I started training in a particular martial art with a place near my home.  I have not mentioned this, but I feel more confident around these physically aggressive coworkers.

As she approached, I walked towards her so I would not have to retreat as she approached.  She stopped.  "Move out of my way," I said firmly to her.

"No.  Not until you give me an answer.  I want to know why you . . ." she started ranting again.

I cut her off.  "Move out of my way now, or I will move you."  I stared at her dead on.

And she stepped aside!

I don't like to be physical or aggressive, but my coworkers do not seem to understand any other response.

The really unfortunate part is that when a really serious error is made and higher officials find out, they will want someone to pay, and administration will aim at me.  It's more than a risk of being fired.  I could lose my license and my ability to earn a living.

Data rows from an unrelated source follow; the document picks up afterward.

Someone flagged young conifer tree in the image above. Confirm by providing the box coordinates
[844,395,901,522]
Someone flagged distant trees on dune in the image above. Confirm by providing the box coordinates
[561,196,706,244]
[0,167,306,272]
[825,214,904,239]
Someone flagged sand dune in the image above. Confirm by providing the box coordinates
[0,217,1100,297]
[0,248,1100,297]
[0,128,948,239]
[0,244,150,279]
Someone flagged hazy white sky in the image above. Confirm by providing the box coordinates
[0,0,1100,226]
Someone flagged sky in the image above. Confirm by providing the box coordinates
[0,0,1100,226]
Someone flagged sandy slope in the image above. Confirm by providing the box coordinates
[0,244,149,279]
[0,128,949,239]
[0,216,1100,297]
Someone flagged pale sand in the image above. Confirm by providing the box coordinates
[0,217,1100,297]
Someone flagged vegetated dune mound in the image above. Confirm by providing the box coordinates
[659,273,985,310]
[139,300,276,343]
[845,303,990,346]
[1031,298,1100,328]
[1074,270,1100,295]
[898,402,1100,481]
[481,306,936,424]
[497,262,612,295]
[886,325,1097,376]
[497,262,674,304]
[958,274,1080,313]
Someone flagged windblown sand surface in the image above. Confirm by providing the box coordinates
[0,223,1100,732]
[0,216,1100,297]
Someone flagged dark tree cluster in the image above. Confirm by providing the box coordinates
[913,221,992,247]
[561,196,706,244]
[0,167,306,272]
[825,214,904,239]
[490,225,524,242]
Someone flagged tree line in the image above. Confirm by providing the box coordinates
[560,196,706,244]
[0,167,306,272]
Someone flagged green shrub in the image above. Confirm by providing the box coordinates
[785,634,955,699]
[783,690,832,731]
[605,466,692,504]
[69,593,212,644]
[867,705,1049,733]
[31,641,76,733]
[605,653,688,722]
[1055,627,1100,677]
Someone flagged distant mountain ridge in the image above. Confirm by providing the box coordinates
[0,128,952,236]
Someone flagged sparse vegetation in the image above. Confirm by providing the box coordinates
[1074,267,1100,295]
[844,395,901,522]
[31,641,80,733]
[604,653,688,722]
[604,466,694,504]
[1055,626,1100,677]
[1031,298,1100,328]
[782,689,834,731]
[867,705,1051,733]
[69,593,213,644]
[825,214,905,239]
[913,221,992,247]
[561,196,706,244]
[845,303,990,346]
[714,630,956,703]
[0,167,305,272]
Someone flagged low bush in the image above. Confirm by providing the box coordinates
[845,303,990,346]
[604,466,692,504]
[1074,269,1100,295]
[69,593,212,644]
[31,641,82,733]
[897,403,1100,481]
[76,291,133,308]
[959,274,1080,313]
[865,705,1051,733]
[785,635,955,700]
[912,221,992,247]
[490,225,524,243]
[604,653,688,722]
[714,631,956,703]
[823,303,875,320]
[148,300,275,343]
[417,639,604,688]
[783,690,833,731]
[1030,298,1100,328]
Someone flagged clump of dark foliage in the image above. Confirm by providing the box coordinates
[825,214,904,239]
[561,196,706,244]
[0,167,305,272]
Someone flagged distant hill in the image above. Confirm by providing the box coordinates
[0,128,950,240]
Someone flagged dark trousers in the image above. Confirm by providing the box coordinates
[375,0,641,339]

  1. I am afraid for you. I went and observed hearings at my BON, and all of the cases brought before the board were for nurses turned in by their peers/coworkers. None of them were patient initiated. CYA honey.


  2. Ditto, +10.
    Make and keep copies of everything.
    Document fastidiously.
    Which includes a personal journal of all these incidents, with names named, and the who/what/when details. Daily if possible, regularly without fail. Because nothing - NOTHING - scares the h*** out of risk management and HR people like finding out Nurse X has a map of who said what when and to whom, and where all the bodies are buried.
    And seriously consider spending a small amount for an hour's time in consultation with an employment attorney regarding what constitutes a "hostile work environment". You also ought to ask about your state's laws on recording conversations. If you don't need others' consent, the tapes are admissible, if need be. If the law requires the other party consent, what you do is your own business providing you're the only one who knows, and there's nothing that prevents you from taking a recording home to precisely transcribe statements, without bringing them forward or admitting their existence at any point. Most smartphones have a voice recorder feature built in.

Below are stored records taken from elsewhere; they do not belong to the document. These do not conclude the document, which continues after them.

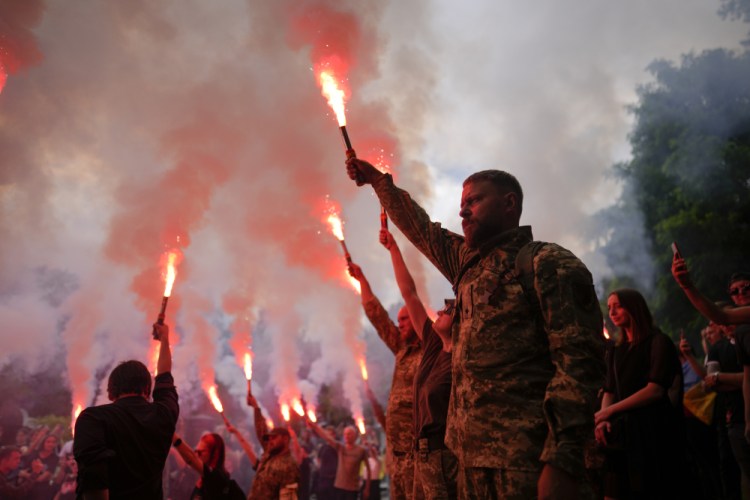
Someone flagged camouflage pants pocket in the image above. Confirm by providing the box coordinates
[414,449,458,500]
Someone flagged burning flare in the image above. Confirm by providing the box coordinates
[326,212,344,241]
[0,60,8,94]
[318,69,346,127]
[164,250,180,297]
[344,269,362,295]
[292,398,305,417]
[70,404,83,434]
[245,352,253,382]
[208,385,224,413]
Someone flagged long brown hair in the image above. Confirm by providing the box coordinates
[609,288,654,344]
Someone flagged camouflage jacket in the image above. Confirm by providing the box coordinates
[364,297,422,455]
[247,450,299,500]
[374,175,604,476]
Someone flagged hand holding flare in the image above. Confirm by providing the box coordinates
[151,250,180,340]
[318,69,388,229]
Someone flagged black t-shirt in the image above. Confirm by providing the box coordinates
[708,337,745,424]
[734,325,750,364]
[414,318,451,438]
[604,332,682,401]
[73,372,180,500]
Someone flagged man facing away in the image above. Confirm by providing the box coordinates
[305,418,371,500]
[349,256,422,500]
[241,391,300,500]
[73,324,180,500]
[347,158,604,499]
[380,229,458,500]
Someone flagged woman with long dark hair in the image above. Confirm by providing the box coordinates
[594,289,684,498]
[173,432,244,500]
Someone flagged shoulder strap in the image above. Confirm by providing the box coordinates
[516,241,547,313]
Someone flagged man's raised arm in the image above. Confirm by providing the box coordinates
[349,262,401,354]
[380,229,427,339]
[346,158,473,285]
[153,323,172,375]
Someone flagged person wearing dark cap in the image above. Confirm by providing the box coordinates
[73,324,180,500]
[242,394,299,500]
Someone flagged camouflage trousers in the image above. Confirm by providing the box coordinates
[458,467,539,500]
[390,453,422,500]
[414,449,458,500]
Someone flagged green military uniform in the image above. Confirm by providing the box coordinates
[364,297,422,500]
[373,175,604,497]
[247,450,299,500]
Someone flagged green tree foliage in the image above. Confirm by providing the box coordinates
[604,49,750,332]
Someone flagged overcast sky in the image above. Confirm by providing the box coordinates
[0,0,747,418]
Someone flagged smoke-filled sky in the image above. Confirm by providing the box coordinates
[0,0,746,422]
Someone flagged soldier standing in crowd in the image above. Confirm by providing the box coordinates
[380,229,458,500]
[242,391,299,500]
[347,158,604,499]
[349,263,422,500]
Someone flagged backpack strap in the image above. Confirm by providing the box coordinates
[515,241,547,315]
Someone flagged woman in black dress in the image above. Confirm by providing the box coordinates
[594,289,684,498]
[173,432,244,500]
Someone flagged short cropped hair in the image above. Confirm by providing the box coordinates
[107,359,151,400]
[463,170,523,215]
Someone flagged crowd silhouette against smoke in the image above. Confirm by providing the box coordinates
[0,0,744,500]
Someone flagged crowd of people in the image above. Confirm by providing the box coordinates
[0,158,750,500]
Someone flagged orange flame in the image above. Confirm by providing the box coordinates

    Start setting aside emergency money for a rainy day/sudden unemployment, also for a lawsuit fund, and update your resume(which everyone should do annually at least anyway).
    Ignoring the problem won't make it go away, prevention and mitigation will give you some peace of mind, and if things calm down at some point, you'll have a nice slush fund for a personal vacation somewhere nice.

  3. Thank you for your comments and concerns.
    This is tough to read, but true.
    Nurses are so vindictive.
    I have started taking pictures of people doing the wrong thing as well as errors in charts. I am hoping that developing a repository of evidence will be my Get Out of Jail Free card.